As I noted to the Firm's head of security (whom I called in Hong Kong
on Sunday), it makes me nervous when a group of entrenched protestors
unfurl a banner that reads "Final Battle."
Em was a little nervous, too, and she had rather wisely suggested
that we lay low out in the countryside for a few days and let things
sort themselves out. We were reading about sporadic gunfights in the
streets, grenade attacks between protestor camps, and a plan to bus
100,000 red shirts (the other team) in from the rural parts. I was
impressed with Em's reading of the situation, but for complicated
reasons, we decided to head back into Bangkok anyway. Uncle Craig
assured us it would not devolve into a civil war: "The Thais are famous
for this sort of thing, pushing things right to the brink and
then stepping back." Probably true, I thought. But then again, Beirut
and Baghdad were once peaceful places, too.
Jim's Lodge welcomed us with citrus juice to wash the dust from the
road, and in the morning I headed into the McKinsey office (just a block away)
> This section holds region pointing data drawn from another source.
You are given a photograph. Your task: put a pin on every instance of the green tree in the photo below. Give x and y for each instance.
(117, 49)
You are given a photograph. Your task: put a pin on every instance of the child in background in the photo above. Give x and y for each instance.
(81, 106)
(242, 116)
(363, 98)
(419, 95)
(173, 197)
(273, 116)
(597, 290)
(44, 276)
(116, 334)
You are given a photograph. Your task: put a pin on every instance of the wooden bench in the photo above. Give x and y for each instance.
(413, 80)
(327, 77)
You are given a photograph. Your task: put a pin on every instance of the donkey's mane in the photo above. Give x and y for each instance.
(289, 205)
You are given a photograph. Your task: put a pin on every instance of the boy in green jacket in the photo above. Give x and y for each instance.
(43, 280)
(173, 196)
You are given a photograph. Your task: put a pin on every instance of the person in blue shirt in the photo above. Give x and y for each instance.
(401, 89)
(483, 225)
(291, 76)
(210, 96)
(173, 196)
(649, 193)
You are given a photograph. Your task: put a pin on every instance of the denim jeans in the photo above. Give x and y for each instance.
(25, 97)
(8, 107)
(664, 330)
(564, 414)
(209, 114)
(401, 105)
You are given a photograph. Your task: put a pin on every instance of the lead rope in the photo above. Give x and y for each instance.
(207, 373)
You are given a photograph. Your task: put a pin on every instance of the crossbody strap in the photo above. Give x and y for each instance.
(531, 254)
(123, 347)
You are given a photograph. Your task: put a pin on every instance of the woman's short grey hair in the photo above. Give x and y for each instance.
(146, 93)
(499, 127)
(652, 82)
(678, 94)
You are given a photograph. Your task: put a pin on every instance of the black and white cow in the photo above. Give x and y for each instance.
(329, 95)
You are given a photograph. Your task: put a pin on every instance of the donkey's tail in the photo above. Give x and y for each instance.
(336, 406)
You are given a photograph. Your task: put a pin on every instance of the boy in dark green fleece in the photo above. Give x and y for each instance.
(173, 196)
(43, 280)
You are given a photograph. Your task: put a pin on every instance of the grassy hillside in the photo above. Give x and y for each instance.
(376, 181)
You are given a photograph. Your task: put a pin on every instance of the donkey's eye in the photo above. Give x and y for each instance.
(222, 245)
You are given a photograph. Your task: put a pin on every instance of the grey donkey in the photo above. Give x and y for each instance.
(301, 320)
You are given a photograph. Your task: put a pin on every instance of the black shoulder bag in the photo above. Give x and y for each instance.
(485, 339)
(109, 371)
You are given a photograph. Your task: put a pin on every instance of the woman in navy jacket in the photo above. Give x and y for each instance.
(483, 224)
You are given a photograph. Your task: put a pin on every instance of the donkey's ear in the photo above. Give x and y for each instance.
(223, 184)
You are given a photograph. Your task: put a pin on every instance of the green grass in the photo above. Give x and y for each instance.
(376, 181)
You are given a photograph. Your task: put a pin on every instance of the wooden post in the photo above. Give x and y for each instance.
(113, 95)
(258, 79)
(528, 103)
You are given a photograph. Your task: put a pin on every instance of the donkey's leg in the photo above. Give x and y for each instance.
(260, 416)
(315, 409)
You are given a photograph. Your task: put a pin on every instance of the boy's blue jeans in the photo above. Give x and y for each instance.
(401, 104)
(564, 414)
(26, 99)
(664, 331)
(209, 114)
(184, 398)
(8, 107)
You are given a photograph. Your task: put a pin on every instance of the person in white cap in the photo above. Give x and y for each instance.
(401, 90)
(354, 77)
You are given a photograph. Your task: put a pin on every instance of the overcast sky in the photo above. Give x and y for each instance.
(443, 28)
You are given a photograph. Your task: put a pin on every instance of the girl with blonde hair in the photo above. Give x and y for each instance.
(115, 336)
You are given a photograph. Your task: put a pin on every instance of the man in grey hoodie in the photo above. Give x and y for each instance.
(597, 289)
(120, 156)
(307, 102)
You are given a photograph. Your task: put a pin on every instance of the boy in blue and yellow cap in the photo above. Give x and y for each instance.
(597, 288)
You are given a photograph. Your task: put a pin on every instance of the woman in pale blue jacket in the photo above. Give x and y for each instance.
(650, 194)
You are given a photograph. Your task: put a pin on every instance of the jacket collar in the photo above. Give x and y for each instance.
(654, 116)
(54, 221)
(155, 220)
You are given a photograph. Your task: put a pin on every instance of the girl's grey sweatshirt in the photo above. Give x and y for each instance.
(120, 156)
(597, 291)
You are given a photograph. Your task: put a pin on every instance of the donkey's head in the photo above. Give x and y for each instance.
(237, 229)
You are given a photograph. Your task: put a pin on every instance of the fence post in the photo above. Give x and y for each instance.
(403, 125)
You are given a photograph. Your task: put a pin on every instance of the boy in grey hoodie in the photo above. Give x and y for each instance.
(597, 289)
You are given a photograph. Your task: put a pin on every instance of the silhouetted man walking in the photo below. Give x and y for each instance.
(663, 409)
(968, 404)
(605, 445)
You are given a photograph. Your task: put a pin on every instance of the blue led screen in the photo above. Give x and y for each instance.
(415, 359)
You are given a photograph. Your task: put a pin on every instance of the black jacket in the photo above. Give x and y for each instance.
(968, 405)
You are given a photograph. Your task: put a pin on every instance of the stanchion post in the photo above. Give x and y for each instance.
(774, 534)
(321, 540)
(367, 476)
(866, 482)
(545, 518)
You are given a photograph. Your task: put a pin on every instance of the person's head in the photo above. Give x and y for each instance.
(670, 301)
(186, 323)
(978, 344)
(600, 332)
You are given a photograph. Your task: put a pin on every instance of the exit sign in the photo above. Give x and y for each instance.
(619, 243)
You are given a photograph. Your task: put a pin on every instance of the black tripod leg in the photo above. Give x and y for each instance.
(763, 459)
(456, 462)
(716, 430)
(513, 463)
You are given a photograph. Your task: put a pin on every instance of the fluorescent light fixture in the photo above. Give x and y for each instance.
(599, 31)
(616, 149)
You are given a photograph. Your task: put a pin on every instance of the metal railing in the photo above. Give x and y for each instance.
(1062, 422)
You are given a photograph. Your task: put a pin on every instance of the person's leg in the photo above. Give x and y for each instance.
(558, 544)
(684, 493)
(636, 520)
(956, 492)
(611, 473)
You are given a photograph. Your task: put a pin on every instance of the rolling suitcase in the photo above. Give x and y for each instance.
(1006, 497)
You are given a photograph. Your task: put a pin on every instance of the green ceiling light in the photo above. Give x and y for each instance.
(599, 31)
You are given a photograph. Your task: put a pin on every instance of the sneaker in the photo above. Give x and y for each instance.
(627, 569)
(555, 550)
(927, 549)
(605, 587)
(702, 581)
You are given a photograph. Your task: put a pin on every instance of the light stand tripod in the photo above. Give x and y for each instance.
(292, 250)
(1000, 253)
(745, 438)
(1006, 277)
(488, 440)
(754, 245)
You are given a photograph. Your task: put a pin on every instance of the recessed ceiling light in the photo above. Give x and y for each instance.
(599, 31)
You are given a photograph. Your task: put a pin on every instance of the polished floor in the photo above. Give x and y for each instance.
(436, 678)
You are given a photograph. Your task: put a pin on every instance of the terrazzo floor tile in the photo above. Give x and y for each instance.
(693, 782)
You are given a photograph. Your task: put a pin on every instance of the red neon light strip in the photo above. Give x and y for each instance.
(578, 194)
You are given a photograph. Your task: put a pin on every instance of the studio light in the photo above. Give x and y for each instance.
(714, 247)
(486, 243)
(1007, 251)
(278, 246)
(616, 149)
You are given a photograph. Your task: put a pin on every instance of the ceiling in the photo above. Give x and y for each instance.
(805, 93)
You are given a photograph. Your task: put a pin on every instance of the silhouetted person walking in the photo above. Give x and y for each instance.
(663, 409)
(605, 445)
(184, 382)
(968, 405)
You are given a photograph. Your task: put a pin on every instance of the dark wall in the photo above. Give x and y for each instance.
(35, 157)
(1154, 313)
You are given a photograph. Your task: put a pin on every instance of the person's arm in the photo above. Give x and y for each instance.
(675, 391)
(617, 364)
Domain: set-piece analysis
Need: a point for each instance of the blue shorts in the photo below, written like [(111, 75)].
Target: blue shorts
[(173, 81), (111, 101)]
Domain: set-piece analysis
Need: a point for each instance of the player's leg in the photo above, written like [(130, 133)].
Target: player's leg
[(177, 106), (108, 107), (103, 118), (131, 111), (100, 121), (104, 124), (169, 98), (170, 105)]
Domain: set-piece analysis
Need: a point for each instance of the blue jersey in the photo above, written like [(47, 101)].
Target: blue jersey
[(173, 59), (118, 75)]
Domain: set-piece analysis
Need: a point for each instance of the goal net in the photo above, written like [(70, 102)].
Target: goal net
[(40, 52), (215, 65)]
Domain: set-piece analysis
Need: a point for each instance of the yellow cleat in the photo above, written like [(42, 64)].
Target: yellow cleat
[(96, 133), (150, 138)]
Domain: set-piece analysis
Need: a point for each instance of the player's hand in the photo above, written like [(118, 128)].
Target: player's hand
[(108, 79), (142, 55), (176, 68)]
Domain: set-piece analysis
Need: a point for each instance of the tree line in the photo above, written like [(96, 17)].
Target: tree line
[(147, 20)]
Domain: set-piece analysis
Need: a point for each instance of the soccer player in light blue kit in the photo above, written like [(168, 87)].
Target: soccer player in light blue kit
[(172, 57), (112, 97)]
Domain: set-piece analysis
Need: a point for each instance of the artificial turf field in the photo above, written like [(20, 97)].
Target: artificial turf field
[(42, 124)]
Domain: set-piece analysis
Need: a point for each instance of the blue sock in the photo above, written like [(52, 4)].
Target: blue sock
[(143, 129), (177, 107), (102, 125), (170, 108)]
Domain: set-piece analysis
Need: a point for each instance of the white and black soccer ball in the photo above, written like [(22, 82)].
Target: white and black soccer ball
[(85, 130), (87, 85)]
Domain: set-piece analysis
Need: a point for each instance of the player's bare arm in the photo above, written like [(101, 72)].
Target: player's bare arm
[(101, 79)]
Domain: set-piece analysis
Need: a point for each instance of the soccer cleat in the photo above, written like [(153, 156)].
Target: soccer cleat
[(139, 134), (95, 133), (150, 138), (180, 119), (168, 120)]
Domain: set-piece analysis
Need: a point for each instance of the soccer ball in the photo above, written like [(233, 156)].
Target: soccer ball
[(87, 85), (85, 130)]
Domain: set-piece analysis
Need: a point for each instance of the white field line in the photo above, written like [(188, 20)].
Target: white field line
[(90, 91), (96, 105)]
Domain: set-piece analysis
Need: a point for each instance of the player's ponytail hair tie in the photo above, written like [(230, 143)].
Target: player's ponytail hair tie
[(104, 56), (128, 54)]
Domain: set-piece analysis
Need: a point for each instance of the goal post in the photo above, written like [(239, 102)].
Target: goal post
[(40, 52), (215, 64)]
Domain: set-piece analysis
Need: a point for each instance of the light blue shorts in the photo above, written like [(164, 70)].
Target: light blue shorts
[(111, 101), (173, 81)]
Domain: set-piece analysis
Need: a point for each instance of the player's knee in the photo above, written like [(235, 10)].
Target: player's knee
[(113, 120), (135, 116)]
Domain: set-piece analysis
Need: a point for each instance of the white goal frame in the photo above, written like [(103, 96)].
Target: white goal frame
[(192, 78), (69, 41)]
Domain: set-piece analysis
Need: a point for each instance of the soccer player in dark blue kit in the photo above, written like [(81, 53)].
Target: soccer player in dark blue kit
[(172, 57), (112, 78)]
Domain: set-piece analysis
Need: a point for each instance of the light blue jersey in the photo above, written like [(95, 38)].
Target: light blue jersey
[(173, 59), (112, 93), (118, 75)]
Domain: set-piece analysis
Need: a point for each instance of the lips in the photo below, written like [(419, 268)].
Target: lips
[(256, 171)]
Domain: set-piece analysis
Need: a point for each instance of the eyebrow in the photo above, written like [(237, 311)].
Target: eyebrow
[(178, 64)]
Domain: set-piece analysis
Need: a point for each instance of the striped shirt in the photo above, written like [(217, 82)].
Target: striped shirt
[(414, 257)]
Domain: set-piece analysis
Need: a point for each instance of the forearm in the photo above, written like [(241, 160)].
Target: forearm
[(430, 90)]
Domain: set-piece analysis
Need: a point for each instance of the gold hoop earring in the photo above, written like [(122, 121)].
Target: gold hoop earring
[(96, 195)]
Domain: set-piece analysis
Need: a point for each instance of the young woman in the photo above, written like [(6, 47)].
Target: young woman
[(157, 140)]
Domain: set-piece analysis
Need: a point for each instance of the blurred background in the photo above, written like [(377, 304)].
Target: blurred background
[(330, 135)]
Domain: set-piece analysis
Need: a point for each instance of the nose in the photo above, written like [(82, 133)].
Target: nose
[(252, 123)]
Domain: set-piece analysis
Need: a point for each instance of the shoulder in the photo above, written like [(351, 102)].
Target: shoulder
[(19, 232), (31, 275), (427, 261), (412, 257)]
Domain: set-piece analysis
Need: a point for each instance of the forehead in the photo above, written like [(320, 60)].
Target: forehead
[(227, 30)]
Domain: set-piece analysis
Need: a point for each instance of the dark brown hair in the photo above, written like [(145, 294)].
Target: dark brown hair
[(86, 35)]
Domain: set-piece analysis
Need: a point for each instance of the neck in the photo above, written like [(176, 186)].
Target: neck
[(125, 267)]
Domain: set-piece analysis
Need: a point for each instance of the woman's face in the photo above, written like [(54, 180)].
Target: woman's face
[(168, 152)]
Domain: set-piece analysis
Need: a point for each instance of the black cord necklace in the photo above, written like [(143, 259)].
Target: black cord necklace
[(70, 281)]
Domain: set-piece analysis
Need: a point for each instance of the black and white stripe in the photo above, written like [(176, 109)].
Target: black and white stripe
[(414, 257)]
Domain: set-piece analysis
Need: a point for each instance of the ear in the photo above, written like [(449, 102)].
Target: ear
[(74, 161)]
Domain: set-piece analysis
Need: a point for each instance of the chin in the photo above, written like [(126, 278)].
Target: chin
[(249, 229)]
to begin two days working the phone and the web to secure alternate escape
We kept a wary eye on the news and the streets, but everything seemed
pretty normal and calm in our part of Bangkok, a few miles from the
protestor camps and the airport.
No sooner had I nailed down and paid for the final step of our plan (flight
to Hong Kong for Ellie and me) then the news reported that the seige might be
ending. Thailand's top court had ruled against the current government, forcing
it to dissolve its party and the current government -- and that was enough for
the PAD to declare victory. The protestors agreed to leave the airport, but officials said it would be as much
as a week before they could re-open the trashed airport. And even then, the backlog
of 300,000 stranded tourists would mean waiting weeks to get a flight out of Bangkok.
We decided to stick with our new plan: a 12-hour drive south to Phuket, and a few days there
before catching a flight to Kuala Lumpur. From there, a driver would take us south through
Malaysia into Singapore, where we could stay overnight with my friend Roger and his family.
The following morning, Jen and Em would be able to fly on to Tokyo and then home. Ellie and
I would have to go to Hong Kong to catch our flight to Tokyo and home the following day.
We charged our iPods, packed our bags, and headed south on Wednesday morning.